Targeted H2O activation to manipulate the selective photocatalytic reduction of CO2 to CH3OH over carbon nitride supported cobalt sulfide

The selective photocatalytic reduction of CO2 by H2O to methanol is a desirable solution for solar energy storage with the production of abundant chemicals. However, this is a formidable challenge because the conversion of CO2 to CH3OH is a 6-electron transfer reaction that needs 4 protons, while other products requiring less electrons and protons, such as CO, HCOOH, and HCHO, are much easier to form than CH3OH, leading to lower selectivity for the production CH3OH. Herein, we propose a novel concept of targeting activated H2O to provide ample protons without the generation of strong oxidative free radicals for the highly selective photocatalytic reduction of CO2 to CH3OH with H2O. Carbon nitride (CN)-supported cobalt sulfide (CS) was fabricated as the desired prototype photocatalyst (CS/CN). Cobalt sulfide was confirmed to promote the generation of protons without the formation of strong oxidative free radicals (such as ˙OH and ˙O2−) by significantly weakening the overpotential of the H2O oxidation half-reaction.
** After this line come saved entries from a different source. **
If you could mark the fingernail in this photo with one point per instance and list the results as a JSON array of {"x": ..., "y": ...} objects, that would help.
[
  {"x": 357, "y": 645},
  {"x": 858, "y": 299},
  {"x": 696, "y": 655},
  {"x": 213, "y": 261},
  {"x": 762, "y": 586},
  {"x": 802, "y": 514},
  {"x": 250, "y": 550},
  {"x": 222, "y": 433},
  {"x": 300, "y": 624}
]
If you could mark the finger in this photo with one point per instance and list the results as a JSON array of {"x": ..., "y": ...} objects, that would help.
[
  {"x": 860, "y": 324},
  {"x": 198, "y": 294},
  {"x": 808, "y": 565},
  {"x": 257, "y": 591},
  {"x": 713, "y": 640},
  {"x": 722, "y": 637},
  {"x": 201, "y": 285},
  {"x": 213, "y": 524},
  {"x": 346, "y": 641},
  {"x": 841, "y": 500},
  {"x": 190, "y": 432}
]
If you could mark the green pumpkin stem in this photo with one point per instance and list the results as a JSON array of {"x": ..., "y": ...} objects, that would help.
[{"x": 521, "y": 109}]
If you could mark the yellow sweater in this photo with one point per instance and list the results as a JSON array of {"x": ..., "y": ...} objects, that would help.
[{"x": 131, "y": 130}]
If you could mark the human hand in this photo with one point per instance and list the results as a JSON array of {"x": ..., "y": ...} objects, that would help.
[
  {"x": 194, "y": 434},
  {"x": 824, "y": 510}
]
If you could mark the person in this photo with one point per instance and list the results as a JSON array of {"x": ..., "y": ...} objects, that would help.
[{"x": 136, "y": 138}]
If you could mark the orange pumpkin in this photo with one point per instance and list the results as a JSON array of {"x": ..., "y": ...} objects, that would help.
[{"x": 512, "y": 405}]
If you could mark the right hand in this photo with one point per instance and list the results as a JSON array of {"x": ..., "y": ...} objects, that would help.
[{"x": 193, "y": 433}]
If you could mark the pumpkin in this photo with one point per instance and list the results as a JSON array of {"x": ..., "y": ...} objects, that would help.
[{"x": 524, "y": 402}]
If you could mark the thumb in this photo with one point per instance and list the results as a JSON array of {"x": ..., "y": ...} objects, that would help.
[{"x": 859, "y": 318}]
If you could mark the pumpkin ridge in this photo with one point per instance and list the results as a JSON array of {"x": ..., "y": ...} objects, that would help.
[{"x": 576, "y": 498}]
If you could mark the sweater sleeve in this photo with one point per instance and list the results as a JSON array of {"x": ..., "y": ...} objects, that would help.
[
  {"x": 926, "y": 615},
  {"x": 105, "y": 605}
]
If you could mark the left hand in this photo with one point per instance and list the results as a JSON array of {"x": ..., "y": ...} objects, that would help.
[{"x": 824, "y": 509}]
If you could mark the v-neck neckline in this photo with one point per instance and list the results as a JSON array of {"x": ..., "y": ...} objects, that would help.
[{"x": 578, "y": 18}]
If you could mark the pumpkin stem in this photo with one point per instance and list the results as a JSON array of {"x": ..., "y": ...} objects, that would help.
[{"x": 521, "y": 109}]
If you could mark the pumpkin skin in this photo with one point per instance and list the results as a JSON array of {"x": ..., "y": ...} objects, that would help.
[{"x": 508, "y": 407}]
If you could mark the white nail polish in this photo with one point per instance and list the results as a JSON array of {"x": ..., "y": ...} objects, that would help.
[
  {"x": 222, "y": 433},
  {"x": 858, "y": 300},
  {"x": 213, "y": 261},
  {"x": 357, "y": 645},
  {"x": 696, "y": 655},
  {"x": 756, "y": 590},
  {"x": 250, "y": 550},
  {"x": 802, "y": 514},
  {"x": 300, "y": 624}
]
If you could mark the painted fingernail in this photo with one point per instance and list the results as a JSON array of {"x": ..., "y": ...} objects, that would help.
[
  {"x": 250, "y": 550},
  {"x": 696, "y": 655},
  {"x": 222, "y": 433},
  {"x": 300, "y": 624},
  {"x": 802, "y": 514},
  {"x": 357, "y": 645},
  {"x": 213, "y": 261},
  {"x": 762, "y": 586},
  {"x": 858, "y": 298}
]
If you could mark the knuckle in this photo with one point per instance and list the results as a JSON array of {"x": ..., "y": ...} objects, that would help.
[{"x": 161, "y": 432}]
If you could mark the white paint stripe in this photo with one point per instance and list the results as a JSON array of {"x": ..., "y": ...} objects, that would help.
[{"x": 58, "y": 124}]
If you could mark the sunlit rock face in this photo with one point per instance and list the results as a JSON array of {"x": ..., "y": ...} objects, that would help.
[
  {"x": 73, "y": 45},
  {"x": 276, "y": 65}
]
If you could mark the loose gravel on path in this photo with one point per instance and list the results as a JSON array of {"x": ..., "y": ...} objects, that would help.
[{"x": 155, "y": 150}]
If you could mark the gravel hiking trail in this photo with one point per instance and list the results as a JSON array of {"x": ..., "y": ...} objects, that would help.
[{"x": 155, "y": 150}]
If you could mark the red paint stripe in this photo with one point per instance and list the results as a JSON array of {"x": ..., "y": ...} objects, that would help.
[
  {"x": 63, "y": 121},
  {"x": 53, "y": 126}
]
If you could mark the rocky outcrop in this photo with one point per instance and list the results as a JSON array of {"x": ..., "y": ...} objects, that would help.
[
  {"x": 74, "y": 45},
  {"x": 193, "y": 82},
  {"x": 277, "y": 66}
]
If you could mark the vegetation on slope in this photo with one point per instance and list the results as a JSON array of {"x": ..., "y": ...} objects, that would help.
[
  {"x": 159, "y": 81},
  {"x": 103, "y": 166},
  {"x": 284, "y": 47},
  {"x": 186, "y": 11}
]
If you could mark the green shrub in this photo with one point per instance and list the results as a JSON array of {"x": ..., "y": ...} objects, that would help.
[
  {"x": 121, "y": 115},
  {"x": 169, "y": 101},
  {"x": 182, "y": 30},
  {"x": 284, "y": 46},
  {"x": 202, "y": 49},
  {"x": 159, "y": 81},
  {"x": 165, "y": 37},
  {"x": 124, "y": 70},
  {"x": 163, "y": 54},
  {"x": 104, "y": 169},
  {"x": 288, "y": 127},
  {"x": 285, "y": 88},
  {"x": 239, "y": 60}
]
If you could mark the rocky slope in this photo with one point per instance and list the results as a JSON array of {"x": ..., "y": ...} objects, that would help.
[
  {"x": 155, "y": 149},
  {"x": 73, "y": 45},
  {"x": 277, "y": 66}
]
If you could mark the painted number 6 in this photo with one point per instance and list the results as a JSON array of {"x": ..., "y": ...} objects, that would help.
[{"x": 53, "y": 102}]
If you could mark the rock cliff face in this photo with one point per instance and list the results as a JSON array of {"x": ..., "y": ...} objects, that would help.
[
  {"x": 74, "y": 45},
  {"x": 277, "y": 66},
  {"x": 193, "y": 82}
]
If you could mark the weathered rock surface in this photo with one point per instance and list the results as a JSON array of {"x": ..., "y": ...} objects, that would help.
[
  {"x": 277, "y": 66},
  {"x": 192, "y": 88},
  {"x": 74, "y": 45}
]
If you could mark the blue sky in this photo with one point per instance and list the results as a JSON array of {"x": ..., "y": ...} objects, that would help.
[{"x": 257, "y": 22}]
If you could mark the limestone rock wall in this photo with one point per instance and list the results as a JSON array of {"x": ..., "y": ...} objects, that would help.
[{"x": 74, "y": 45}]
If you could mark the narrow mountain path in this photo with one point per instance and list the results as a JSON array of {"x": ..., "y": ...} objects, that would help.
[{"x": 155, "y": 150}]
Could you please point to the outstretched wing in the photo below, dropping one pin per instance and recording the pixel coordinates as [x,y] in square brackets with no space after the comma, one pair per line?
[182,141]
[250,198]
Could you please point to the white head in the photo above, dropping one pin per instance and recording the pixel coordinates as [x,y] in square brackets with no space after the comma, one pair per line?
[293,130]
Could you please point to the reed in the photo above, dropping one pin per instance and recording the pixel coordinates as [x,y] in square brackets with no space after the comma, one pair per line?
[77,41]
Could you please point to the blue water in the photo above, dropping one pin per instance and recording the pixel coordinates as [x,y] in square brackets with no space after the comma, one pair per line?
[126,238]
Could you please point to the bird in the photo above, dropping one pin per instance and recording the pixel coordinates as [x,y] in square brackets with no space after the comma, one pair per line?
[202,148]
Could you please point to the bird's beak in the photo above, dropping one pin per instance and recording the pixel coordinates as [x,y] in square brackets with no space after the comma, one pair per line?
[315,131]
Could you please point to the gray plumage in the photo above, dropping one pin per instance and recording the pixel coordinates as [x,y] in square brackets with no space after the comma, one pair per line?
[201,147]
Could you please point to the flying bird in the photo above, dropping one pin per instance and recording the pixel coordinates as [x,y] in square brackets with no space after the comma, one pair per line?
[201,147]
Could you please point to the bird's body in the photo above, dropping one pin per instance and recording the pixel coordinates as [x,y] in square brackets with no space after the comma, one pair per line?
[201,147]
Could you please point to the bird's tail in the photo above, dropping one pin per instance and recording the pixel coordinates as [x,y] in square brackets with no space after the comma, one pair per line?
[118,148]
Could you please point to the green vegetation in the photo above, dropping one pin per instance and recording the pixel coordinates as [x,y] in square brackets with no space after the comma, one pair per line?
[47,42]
This targeted H2O activation contributed to the continuous coupling of multi-protons/electrons and CO2 to form the key intermediates CHO* and CH3O*, which were necessary for the generation of CH3OH. Accordingly, the CH3OH selectivity by the optimized CS/CN (87.2%) photocatalyst was 2.3 times higher than that of CN (38.6%) with an increase in the CH3OH production rate from 22.0 μmol g−1 h−1 to 97.3 μmol g−1 h−1. This work provides an elegant solution to achieve the highly selective photocatalytic conversion of CO2 to CH3OH by modulating the H2O activation process.